Awardees & Updates – 2020

2020 Jane Walentas Women’s Health Research Award

Molecularly Targeted Probes of Photodynamic Therapy in Breast Cancer.
Hans Schmitthenner, PhD, Associate Research Professor, Molecular Imaging, Rochester Institute of Technology

Photodynamic Therapy or PDT is a laser therapy currently used to treat certain cancers with marginal side effects. This study is to explore using this therapy to treat breast cancer as a safer alternative to current treatments like radiation.

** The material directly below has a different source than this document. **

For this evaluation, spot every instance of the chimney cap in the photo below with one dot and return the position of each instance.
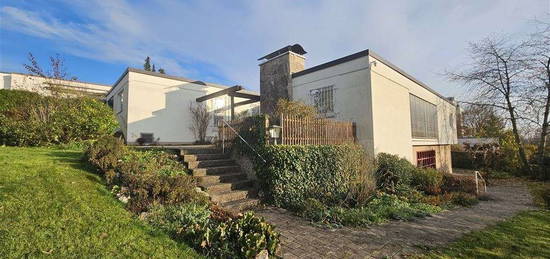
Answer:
(296, 48)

2020 FWW Women’s Health Research Awards

Comparison of quality of life, sexual function, infertility, birth outcomes and long-term pouch function in women with Irritable Bowel Disease (IBD) who underwent single vs. multiple stage ileoanal pouch surgery.
Rachel Winter, MD, MPH. Associate Physician, Brigham and Women’s Hospital; Instructor of Medicine, Harvard Medical School, department of gastroenterology, hepatology & endoscopy

Crohn’s disease and ulcerative colitis are chronic inflammatory gastrointestinal diseases that affect many young women in childbearing age. If medication is not effective, women with severe disease may require a colectomy with or without a temporary diverting ileostomy until creation of an ileal pouch-anal anastomosis (IPAA) commonly known as a J-pouch. Massachusetts General Hospital is a pioneer in the one stage procedure in which the colon is removed and the IPAA performed at the same operation. More commonly at other hospitals, the surgery is performed in two or three stages. This study is to determine the aforementioned factors in women who have undergone the one stage surgery or the multi-stage surgery to determine what is best for women’s long-term health and life outcomes.

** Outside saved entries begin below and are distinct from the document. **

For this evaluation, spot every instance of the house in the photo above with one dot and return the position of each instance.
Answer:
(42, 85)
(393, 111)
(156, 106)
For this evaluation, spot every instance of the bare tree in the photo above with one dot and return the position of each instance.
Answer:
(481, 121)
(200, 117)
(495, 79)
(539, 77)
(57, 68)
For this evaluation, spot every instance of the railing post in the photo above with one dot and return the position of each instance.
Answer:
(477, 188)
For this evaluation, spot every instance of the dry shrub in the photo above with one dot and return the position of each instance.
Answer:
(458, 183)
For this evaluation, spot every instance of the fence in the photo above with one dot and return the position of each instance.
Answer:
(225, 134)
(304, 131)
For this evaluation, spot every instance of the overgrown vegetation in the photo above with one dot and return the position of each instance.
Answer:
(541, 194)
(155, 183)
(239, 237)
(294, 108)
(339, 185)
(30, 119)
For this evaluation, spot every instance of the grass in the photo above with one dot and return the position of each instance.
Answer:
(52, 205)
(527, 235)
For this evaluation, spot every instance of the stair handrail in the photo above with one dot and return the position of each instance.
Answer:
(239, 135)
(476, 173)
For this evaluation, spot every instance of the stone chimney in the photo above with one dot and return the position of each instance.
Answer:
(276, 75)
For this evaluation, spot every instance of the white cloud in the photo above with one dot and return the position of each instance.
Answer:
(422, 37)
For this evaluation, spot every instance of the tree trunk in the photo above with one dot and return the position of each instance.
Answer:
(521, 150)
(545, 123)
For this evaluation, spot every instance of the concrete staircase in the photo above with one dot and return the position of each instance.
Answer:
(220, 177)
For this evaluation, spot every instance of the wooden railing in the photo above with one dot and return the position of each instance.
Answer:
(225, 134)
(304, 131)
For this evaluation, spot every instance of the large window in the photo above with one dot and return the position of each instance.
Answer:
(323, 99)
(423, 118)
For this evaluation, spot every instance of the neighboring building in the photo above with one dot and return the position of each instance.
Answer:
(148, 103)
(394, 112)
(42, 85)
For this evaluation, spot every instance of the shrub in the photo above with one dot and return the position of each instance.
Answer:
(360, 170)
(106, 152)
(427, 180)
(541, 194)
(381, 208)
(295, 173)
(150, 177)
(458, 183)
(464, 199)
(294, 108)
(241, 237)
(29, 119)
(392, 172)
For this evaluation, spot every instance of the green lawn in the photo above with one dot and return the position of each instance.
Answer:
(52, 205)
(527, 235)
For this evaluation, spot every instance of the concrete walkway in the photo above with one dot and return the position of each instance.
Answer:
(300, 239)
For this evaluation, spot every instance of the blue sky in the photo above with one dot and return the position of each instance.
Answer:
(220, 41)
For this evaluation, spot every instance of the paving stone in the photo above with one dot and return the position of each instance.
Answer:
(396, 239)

Identifying urogenital microbiota that can degrade vaginal estrogen in postmenopausal women.
Nicole De Nisco, PhD. Assistant Professor, The University of Texas at Dallas, School of Natural Sciences & Mathematics, department of biological sciences

Postmenopausal women are disproportionately affected by urinary tract infections (UTI), which can become chronic and are currently treated with antibiotics. This study will test the urinary microbiome in postmenopausal women with different UTI histories and estrogen hormone therapy use to better assess estrogen degrading activity and mechanisms for establishing healthy microbiome to protect urinary tract health in this group.

Effect of flavonoids on SARS-CoV-2 replication.
Mohsan Saeed, PhD, Assistant Professor, department of biochemistry, Investigator, National Emerging Infectious Diseases Laboratories (NEIDL), Boston University School of Medicine

SARS-CoV-2 is the most consequential pathogen to afflict humanity since H1N1 caused the 1918 influenza pandemic. More therapeutics are needed to treat COVID19 which has significant sex differences in mortality rates. There is initial evidence indicating that flavonoids, which are highly enriched in fruits, vegetables and other natural products and whose use has no significant side effects, inhibit the SARS-CoV-2 main protease (Mpro) critical to virus replication. This study will examine if flavonoids, and specifically which types, inhibit replication of the virus in a live essay for the purpose of possibly leading to a treatment.